Entrevista

Richard Zimler, escritor
Os neoliberais não compreendem a diferença entre educação e treino

3.JPGÉ um americano em Portugal com opiniões contundentes sobre o sistema educativo e a literatura que se faz na atualidade, sem nunca perder de vista o novo inquilino da Casa Branca.

  Votou em Hillary Clinton nas eleições americanas. Ficou surpreendido com a vitória de Donald Trump?

Fiquei, mas não tão surpreendido como muitos jornalistas e comentadores. Tinha um pressentimento de desastre há uns meses atrás, porque a campanha eleitoral não estava a correr bem para a candidata democrata. As críticas sobre a frieza e a rigidez dela, demasiado ligada ao sistema, a Wall Street e aos lóbis, faziam temer o pior e acabou por confirmar-se. Fiquei chocado, desorientado e triste. A visão da América proposta por Trump não se enquadra na visão de um país de compaixão, de solidariedade, de emigração e multicultural. Trump é um demagogo com um discurso primário em relação aos outros povos e etnias. Isso mete muito medo.

O que esteve na origem da vitória republicana?

A classe média americana tem sido muito penalizada pelo sistema económico-financeiro nos últimos 50 anos, especialmente ao nível do poder de compra. O fosso entre ricos e pobres aumentou nas últimas décadas, desde a presidência de Reagan. Há 45 milhões de americanos que estão a viver abaixo do limiar da pobreza. Isso explica como é que eles se sentem minados pelo sistema económico e financeiro. Eles não têm confiança alguma nos partidos democrático e republicano.

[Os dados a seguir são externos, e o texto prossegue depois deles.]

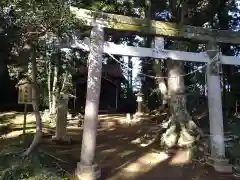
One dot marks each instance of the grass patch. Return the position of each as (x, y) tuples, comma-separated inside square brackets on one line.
[(39, 166)]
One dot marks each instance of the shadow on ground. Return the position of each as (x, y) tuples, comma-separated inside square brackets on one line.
[(120, 156)]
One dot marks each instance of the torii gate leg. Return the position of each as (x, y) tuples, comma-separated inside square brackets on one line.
[(215, 111), (86, 169)]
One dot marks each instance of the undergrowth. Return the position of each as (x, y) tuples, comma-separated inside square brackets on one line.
[(39, 166)]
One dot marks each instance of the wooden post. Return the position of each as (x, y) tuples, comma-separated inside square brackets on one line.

Hillary é vista quase como o inimigo e representa uma força que se esquece deles, exceto nas campanhas eleitorais. Os republicanos são piores, mas Trump passou a mensagem, através de uma forma muito primária, que era o candidato alternativo. O que não é verdade, visto que ele é multimilionário, herdou uma fortuna e está completamente dentro do sistema.

«Fazer da América grande outra vez» foi o slogan de Trump. O que transmite esta mensagem?

Ele procurou recuar no tempo até à campanha de Reagan nos anos 70. Antes disso a América viveu um momento de introspeção e de culpa após a guerra do Vietname. Reagan passou uma mensagem de tornar a América grande outra vez e agora Trump recuperou-a. Os americanos caem sempre na conversa que a América é o melhor país do mundo.

O discurso de vitória moderado e apaziguador pode indiciar que há um Trump candidato e um Trump presidente?

Não sabemos. Importa saber quem é o verdadeiro Donald Trump. Acho que nem ele sabe, porque ele vive do espetáculo e usa uma máscara em público. Tenho a certeza que ele é um homem primário e ignorante que só está interessado na fama e no dinheiro. Em Nova Iorque ficou conhecido por construir prédios gigantescos e nacionalmente saltou do anonimato por participar num reality show. Ele vai ter de aprender uma linguagem mais diplomática, mais sensata e mais calma. Mas como exerce um cargo poderoso, pelo menos internamente, vai poder fazer muitas mudanças, a começar pela escolha de um juiz para o Tribunal Supremo norte-americano, um órgão de soberania que tem uma influência sobre a vida quotidiana dos americanos que os europeus não compreendem. Será alguém super conservador, religioso e fundamentalista. Ou seja, todo o rumo do país pode mudar em termos judiciais porque o Supremo analisa a constitucionalidade de todas as leis estaduais. Leis sobre o aborto, casamento entre pessoas do mesmo sexo, uso da marijuana para fins médicos, etc.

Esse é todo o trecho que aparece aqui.